Ce sont les joueurs eux-mêmes, et en particulier le défenseur de AFC Wimbledon Chris Gunter, qui ont été les initiateurs de l'adoption de Yma o Hyd (**), que Dafydd Iwan chanta sur la pelouse du Cardiff City Stadium avant la victoire 2-1 sur l'Autriche en barrage des qualifications pour le Mondial de 2022; mais c'est bien Cymdeithas Bêl-droed Cymru - la fédération galloise - qui prit la décision d'en faire l'hymne de la sélection, de son plein gré.

Un club plus qu'une sélection

C'est que cette fédération, présidée par Steve Williams depuis juin 2021, est sans doute, de toutes les fédérations européennes non scandinaves, celle qui entretient les rapports les plus proches avec la base dont sont issus ses nouveaux dirigeants, dont trois des quatre les plus hauts placés dans la hiérarchie ne sont devenus des administrateurs qu'au milieu des années 2010. Ceci explique cela.

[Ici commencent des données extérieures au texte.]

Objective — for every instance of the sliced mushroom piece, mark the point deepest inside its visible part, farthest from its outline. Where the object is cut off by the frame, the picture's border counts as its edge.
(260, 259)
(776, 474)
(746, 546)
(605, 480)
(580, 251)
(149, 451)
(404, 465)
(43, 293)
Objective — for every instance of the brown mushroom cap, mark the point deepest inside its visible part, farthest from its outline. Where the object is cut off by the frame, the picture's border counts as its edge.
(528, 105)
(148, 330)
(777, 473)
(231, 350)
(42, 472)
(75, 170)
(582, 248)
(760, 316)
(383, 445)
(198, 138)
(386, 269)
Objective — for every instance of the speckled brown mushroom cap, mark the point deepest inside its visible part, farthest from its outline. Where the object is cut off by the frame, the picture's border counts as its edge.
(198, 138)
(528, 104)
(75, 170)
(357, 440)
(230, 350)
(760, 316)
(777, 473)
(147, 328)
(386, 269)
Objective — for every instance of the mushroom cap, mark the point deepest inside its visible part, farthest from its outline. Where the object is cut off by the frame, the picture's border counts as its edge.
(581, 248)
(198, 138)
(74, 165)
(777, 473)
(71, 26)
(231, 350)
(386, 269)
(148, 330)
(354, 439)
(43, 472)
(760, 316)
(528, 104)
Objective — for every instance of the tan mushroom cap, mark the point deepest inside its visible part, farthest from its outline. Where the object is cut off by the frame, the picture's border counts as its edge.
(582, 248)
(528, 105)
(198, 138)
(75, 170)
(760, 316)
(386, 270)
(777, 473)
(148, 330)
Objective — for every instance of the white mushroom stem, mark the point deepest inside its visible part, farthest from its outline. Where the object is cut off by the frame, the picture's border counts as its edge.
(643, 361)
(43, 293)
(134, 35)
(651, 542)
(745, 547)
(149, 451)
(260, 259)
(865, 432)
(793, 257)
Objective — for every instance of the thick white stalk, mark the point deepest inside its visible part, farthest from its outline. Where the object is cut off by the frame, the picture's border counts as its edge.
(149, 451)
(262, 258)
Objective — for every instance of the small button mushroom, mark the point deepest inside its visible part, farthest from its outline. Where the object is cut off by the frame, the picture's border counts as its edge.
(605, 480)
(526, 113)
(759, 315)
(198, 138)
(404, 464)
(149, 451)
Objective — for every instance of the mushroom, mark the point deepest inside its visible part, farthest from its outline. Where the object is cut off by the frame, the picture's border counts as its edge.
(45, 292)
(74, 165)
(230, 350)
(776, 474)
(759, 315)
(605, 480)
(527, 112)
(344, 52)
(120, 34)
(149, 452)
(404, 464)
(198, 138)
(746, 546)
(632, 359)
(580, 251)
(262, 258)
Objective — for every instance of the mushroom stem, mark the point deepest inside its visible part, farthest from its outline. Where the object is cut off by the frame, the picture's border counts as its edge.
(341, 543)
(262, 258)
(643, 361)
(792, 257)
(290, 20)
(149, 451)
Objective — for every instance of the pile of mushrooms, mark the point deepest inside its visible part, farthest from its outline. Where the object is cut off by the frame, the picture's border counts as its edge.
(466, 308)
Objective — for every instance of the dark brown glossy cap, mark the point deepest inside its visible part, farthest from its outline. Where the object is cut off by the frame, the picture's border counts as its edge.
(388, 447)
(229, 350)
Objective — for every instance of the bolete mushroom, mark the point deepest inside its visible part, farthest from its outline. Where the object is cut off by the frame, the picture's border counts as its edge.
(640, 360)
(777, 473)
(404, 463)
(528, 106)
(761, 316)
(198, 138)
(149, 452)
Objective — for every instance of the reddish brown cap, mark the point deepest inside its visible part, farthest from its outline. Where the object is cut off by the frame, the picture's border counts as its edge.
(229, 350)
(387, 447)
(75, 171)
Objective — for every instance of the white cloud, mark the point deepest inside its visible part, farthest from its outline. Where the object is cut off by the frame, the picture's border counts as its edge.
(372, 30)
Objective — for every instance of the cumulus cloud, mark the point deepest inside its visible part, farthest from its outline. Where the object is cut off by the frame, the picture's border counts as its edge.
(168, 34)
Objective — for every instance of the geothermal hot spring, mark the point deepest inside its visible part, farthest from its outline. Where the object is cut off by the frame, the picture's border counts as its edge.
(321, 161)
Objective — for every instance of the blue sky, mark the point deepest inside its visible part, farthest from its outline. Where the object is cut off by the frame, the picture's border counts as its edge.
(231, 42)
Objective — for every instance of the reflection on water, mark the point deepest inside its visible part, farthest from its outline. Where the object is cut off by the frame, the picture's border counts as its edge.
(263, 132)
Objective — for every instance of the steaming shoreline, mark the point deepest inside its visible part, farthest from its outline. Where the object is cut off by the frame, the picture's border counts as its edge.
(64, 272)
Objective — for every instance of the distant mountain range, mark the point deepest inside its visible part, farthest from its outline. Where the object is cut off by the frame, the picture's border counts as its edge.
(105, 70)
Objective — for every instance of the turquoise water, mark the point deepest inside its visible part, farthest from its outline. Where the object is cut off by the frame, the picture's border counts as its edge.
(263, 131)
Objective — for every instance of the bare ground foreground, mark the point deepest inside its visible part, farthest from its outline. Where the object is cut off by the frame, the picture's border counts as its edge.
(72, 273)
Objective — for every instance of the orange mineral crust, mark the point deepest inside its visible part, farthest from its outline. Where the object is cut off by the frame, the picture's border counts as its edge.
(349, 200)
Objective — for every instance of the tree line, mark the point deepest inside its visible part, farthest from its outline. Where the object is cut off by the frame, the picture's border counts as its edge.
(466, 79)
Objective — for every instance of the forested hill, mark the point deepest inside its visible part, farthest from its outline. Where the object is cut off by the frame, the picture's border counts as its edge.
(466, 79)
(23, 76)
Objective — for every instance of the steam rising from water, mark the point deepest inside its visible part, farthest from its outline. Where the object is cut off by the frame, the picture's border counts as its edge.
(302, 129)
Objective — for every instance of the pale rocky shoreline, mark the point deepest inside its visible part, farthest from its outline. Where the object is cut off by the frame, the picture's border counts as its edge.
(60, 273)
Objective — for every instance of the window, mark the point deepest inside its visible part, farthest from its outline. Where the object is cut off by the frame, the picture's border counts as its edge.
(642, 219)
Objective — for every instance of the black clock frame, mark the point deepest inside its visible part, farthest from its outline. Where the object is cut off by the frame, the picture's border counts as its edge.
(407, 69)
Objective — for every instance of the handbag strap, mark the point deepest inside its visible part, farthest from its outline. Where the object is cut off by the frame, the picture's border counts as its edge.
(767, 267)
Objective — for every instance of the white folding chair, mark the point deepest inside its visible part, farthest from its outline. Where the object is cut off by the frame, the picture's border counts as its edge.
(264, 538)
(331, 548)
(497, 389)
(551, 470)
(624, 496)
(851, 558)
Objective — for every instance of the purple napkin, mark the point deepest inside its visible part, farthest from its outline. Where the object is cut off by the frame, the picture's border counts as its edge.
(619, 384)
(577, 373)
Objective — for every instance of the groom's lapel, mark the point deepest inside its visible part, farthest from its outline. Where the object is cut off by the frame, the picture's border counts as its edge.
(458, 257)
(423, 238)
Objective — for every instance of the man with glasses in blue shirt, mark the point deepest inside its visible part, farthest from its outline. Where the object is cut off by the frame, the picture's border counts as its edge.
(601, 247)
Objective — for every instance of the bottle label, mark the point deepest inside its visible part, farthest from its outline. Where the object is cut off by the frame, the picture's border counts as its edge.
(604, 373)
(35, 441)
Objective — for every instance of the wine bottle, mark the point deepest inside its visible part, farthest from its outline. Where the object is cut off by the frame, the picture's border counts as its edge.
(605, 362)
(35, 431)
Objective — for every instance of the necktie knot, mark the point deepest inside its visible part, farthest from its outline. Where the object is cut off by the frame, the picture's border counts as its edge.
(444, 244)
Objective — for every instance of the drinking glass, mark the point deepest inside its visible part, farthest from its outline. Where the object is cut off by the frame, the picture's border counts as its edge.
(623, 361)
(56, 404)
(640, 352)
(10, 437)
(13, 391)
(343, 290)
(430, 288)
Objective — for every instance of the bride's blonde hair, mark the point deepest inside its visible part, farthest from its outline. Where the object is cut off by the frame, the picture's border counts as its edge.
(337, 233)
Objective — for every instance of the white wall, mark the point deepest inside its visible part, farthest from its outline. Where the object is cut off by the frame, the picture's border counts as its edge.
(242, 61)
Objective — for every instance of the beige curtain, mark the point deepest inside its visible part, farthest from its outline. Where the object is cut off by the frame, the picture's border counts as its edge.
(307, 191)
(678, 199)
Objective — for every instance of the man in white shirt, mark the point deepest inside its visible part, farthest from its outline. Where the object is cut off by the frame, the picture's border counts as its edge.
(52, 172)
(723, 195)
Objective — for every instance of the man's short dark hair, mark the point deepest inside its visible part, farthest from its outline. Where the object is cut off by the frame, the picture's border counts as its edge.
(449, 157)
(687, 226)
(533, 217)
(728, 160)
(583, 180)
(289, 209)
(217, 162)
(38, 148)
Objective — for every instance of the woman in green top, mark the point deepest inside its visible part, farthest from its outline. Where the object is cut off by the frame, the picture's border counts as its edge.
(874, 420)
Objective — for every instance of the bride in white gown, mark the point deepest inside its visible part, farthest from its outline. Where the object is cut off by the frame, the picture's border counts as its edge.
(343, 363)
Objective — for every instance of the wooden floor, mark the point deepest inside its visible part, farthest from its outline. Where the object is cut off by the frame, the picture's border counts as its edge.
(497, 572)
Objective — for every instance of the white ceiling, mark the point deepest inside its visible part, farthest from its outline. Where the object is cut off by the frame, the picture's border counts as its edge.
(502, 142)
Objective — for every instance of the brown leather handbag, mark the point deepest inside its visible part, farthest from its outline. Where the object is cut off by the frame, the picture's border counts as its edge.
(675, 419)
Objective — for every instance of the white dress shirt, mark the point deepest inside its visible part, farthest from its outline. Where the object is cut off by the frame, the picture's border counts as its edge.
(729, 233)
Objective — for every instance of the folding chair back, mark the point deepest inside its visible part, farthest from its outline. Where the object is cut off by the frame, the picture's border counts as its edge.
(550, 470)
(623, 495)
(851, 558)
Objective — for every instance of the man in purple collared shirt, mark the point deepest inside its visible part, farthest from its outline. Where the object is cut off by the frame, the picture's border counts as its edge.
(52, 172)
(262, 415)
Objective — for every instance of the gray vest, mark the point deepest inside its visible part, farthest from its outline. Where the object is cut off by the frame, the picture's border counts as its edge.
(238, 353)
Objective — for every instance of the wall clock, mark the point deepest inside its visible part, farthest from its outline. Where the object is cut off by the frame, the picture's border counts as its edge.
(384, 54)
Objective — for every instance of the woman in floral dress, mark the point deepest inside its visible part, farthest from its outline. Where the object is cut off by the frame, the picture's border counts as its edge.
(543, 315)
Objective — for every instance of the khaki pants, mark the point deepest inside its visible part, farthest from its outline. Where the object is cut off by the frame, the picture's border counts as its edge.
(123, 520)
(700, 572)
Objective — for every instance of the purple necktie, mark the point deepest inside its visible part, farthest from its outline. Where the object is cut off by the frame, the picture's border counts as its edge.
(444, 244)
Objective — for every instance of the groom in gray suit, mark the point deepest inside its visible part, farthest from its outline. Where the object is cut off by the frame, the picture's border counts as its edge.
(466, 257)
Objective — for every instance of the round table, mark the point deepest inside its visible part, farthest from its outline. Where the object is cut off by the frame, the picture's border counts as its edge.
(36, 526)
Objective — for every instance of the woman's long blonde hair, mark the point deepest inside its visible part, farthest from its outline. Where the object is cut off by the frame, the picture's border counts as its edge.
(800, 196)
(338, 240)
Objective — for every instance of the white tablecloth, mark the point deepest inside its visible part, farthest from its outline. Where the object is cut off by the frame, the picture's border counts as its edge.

Cymru, en fait, ferait plutôt penser à un club qu'à une sélection, et pas à n'importe quel club - un Union Berlin ou un Saint-Pauli, pas un Manchester City - et ses supporters aux Ultras qui les accompagnent. De la même façon que tout Berlin et (surtout) tout Hambourg ne se reconnaissent pas dans Union ou Saint-Pauli, il se peut que bien des Gallois restés au pays aient du mal à accepter le message culturel et politique dont leur sélection est devenue le vecteur. En cela encore, Cymru est unique, qui fédère ses fans autour d'une identité qui demeure linguistiquement minoritaire et d'un credo politique en contradiction avec près de la moitié de l'électorat gallois (***).
Cela dit, il est probable que ces ambiguïtés passeront au second plan mardi prochain, quel que soit le résultat de la confrontation avec un Iran blessé dans sa fierté.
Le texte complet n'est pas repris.